我正在尝试在Python中使用标量乘法实现椭圆曲线点,并且遇到的问题是,在某些情况下,我得到的结果不正确,并且正在努力找出可能出问题的地方。

这是执行计算的函数:

def __mul__(self, other):
    """
    Scalar multiplication of a point with a integer
    The point gets added to itself other times
    This can be efficiently computed using binary
    representation of the scalar

    :param other: int number to multiply the point with
    :return: Point point after applying the multiplication
    """
    if other < 1 or other > self.order():
        raise Exception("Scalar for point mult is out of range")

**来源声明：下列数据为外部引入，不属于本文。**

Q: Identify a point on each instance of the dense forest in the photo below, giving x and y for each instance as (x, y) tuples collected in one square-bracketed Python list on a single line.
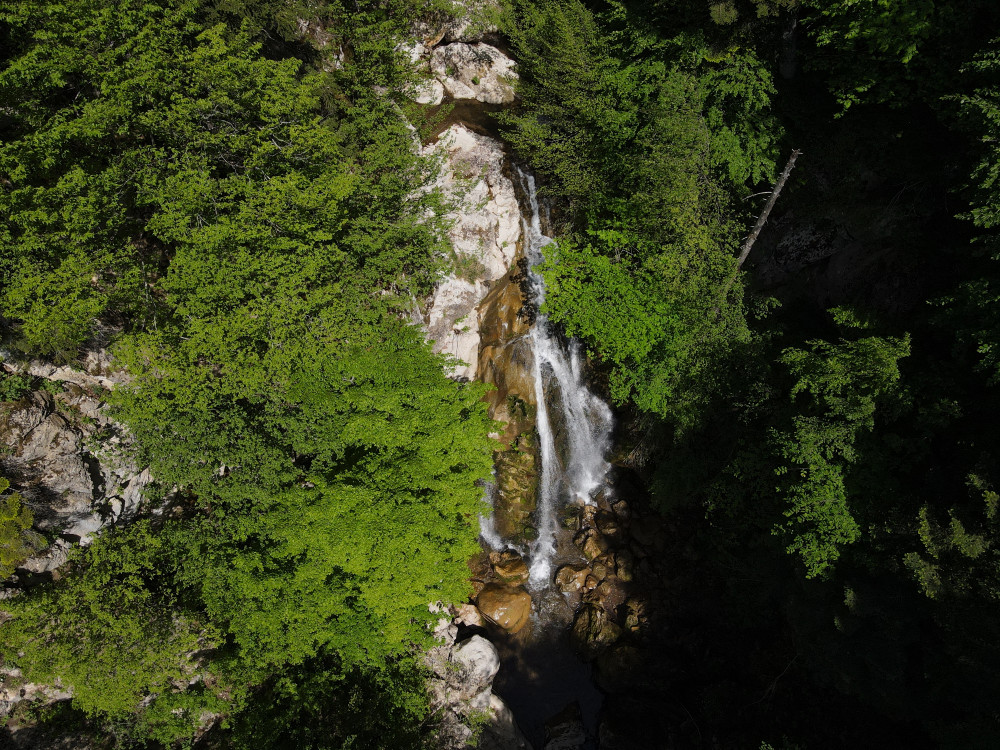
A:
[(226, 193)]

    # Convert into binary representation
    scalar_bin = str(bin(other))[2:]

    new_point = self.curve().g()
    # Iterate through every bit of the scalar
    # double the current point and if it is a 1 bit
    # we add the generator point
    for i in range(1, len(scalar_bin)):
        new_point = new_point + new_point
        if scalar_bin[i] == "1":
            new_point = new_point + self.curve().g()
    return new_point

我已经对此进行了多重值测试,有时会收到正确的结果,有时会收到不正确的结果。以下是secp256k1曲线上的一些示例:

Correct case:

Point: 
x: 55066263022277343669578718895168534326250603453777594175500187360389116729240
y: 32670510020758816978083085130507043184471273380659243275938904335757337482424

Scalar:
24917563387128992525586541072555299775466638713533702470001729610242625242518

Result:
x: 30761640594611050927920473896980176618852175787129035469672454552631110981601
y: 71589730992642335000963807008595655528549796860255114743222783656832671116115

Incorrect case:

Point:
x: 55763821349469695143251444157857527262741225298806100934200365505846997750729
y: 108311437762381308673474438597429390041179265557837286648496266777408263200496

Scalar:
14153923515125836933174734651094672686604752309351060890449588899992278900437

Result:
x: 33276244942913720410563273329803338573012270278748134958920446992664092974057
y: 38066195899997010281080208319525128360573241938488491930954474962286948555539

1 个答案:

答案 0 :(得分:0)

所以我想出了这个问题,因为数学似乎是正确的,所以每个人都很难看到,但是我犯了一个编程错误,如果您从上下文之外看该函数,就不容易看到。

所提供的代码将始终对曲线的生成器点进行标量乘法,但不会对self实际引用的点进行标量乘法。 Self是一个点的实例,但在概述的代码中从未直接引用过,而是将曲线生成器的点相乘。

new_point = self.curve().g()

应替换为

new_point = self

new_point = new_point + self.curve().g()

通过

new_point = new_point + self

我仍然不清楚在某些情况下该代码如何产生正确的示例。